Ces photos ont été prises à Berlin, sur la Potsdamer Platz, près de la porte de Brandebourg. Jean-Pierre Montagne, responsable du service photo du journal Libération, m’avait contacté pour me dire que le mur était tombé. Il m’a demandé de me rendre immédiatement sur place pour couvrir l’événement. A l’époque, c’était un « no man’s land ». Le mur est tombé dans la nuit du 9 novembre 1989, mais tous les photographes sont arrivés le 10 novembre. Les photos du jeune homme sur le mur ont été prises le 11 novembre. Le mur était tombé, mais pas complètement. Ses vestiges symboliques étaient toujours là.
Comme vous pouvez le voir sur la planche contact, au milieu du rouleau, j’ai commencé à me concentrer sur le jeune homme sur le mur. C’était un punk de l’Ouest, et il a soudainement crié très fort. C’est comme ça qu’il a attiré mon attention. Il a crié, j’ai pris mon Leica et j’ai shooté. La puissance de l’image est faite par ce cri de rebelle. C’est un cri de liberté, de colère et de plaisir. Ce cri symbolisait la chute du mur à l’époque. La photo a fait la une du Financial Times et du Monde, mais il a fallu du temps avant qu’elle ne soit reconnue comme une bonne photo. Je pense qu’elle devient encore plus symbolique avec le temps.

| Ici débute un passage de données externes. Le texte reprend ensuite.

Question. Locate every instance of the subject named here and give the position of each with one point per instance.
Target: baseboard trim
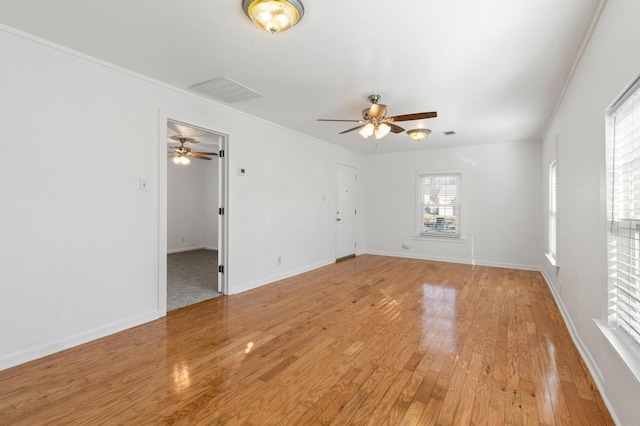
(50, 348)
(455, 260)
(180, 250)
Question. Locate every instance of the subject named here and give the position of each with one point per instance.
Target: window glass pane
(624, 217)
(439, 204)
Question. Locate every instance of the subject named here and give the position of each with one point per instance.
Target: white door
(346, 212)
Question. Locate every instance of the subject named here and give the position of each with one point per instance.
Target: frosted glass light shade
(274, 15)
(367, 130)
(382, 130)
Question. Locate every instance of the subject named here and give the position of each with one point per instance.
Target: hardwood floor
(369, 341)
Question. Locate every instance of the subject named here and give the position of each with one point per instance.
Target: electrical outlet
(144, 184)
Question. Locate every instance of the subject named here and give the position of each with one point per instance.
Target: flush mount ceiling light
(418, 134)
(274, 15)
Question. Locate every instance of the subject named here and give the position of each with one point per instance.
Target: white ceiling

Il y a toujours des photos que l’on oublie, que l’on n’apprécie pas ou qui nous déçoivent la première fois que nous les voyons. Mais, au fil du temps, les photos se transforment. Elles prennent de la valeur, tant sur le plan sentimental que visuel. J’aime être seul lorsque je regarde mes planches contact, car je suis souvent déçu lorsque je les regarde pour la première fois. C’est pour moi un moment intime que je n’aime pas partager. Mais, au fil des années, nous devenons fiers de nos vieilles planches contact. Elles sont un outil qui nous permet de lutter contre le temps. »
Les planches contact : des impressions directes de séquences de négatifs étaient – à l’ère pré-numérique – essentielles pour que les photographes puissent voir ce qu’ils avaient capturé sur leurs rouleaux de pellicule. Elles constituaient un élément central des pratiques d’édition et d’indexation et étaient en elles-mêmes révélatrices des approches des photographes : les subtils raffinements du cadre, de l’éclairage et du sujet d’une photographie à l’autre, retraçant la progression du créateur d’images vers la composition finale qu’il considérait finalement comme la meilleure. L’observation d’une planche contact comporte également un aspect voyeuriste : on peut retracer les mouvements du photographe dans le temps et dans l’espace, en suivant les moindres mouvements de son œil de gauche à droite lorsque son attention est attirée. C’est comme si l’on se trouvait dans leur tête et qu’on leur offrait une vue privilégiée à travers leurs yeux, depuis le premier rang de leur cerveau.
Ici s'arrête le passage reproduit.